Prayer ban sparks legal dispute in Berlin: Muslim students take school to court
A high school in Berlin has been taken to court after allegedly banning Muslim students from performing prayers on school premises, according to The European Conservative.
The Civil Rights Association (GFF) filed a lawsuit on October 16 under Berlin’s State Anti-Discrimination Act, challenging the school’s internal regulation that prohibits “conspicuous religious practices” in order to “maintain school peace.”
The GFF argues that the policy disproportionately affects Muslim students.
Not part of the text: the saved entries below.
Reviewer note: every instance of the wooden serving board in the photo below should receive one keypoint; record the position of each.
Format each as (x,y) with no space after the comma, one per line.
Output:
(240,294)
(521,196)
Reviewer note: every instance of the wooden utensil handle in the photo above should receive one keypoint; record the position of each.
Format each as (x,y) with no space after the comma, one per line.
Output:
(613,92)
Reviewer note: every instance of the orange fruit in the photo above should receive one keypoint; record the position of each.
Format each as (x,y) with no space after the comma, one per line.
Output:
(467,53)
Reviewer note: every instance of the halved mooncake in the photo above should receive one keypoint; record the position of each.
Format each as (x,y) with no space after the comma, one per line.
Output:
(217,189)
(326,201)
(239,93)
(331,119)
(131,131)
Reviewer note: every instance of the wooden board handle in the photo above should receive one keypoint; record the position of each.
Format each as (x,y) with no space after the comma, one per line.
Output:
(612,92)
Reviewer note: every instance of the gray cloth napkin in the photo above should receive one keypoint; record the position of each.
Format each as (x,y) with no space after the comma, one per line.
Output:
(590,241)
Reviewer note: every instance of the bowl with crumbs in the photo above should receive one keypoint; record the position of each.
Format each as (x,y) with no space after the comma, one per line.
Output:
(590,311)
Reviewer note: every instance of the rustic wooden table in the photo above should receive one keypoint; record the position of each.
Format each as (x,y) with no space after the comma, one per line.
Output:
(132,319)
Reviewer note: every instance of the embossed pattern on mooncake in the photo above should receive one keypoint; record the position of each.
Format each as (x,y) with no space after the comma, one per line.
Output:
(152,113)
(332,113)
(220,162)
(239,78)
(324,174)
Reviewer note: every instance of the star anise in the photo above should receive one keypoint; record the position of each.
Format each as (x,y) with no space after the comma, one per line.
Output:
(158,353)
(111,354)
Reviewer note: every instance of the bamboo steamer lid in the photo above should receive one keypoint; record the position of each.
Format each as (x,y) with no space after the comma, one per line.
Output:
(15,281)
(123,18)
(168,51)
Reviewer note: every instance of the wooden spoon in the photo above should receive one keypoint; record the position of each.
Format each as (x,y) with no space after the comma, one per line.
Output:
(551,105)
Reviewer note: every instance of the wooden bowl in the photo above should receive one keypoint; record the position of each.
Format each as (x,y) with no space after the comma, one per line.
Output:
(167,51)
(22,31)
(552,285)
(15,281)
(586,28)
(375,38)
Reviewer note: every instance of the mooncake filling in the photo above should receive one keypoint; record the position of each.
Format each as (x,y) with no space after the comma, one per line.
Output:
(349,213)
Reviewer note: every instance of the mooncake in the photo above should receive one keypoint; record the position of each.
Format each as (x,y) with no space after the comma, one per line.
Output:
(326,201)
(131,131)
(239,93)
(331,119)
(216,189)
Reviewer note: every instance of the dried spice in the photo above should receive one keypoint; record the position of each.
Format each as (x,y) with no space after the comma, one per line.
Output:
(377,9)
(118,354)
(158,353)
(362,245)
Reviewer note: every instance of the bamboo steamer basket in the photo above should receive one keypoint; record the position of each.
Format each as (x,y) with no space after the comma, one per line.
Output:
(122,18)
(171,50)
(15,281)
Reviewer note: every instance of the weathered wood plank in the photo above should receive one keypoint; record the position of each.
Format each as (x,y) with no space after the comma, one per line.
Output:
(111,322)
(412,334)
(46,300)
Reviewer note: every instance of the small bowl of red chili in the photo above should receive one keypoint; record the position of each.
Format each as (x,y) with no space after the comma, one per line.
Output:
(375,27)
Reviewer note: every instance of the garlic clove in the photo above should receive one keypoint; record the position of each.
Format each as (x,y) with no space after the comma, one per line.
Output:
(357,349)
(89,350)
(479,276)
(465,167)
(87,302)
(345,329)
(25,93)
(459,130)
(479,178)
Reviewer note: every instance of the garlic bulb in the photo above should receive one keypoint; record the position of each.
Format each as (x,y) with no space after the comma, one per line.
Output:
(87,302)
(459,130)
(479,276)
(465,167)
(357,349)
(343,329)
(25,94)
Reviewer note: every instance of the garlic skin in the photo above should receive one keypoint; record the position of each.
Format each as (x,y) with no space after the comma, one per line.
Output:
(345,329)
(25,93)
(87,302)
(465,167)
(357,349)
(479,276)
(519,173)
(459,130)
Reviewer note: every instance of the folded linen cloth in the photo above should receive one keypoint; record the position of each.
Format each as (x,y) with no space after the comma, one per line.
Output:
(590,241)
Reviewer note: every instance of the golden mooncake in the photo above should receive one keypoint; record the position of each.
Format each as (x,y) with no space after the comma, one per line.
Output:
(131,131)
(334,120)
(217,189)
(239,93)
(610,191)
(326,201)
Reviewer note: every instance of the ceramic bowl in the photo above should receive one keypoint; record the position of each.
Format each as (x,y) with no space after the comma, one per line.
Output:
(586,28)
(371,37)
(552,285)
The organization’s legal expert Soraia Da Costa Batista stated:
“If Muslim students are forced to hide in toilets or behind bushes to pray out of fear of punishment, this represents a serious infringement on fundamental rights.”
The school principal, speaking to Tagesspiegel, defended the regulation, claiming that designated prayer areas had “disrupted order” within the school.
According to research by education expert Margit Stein, one-third of schools in Berlin experience tensions related to religious practices and worship.
The lawsuit comes shortly after the German state of Schleswig-Holstein granted Muslim students two official holidays for Ramadan Bayram (Eid al-Fitr) and Kurban Bayram (Eid al-Adha), and began preparations to introduce Islamic religious education in schools.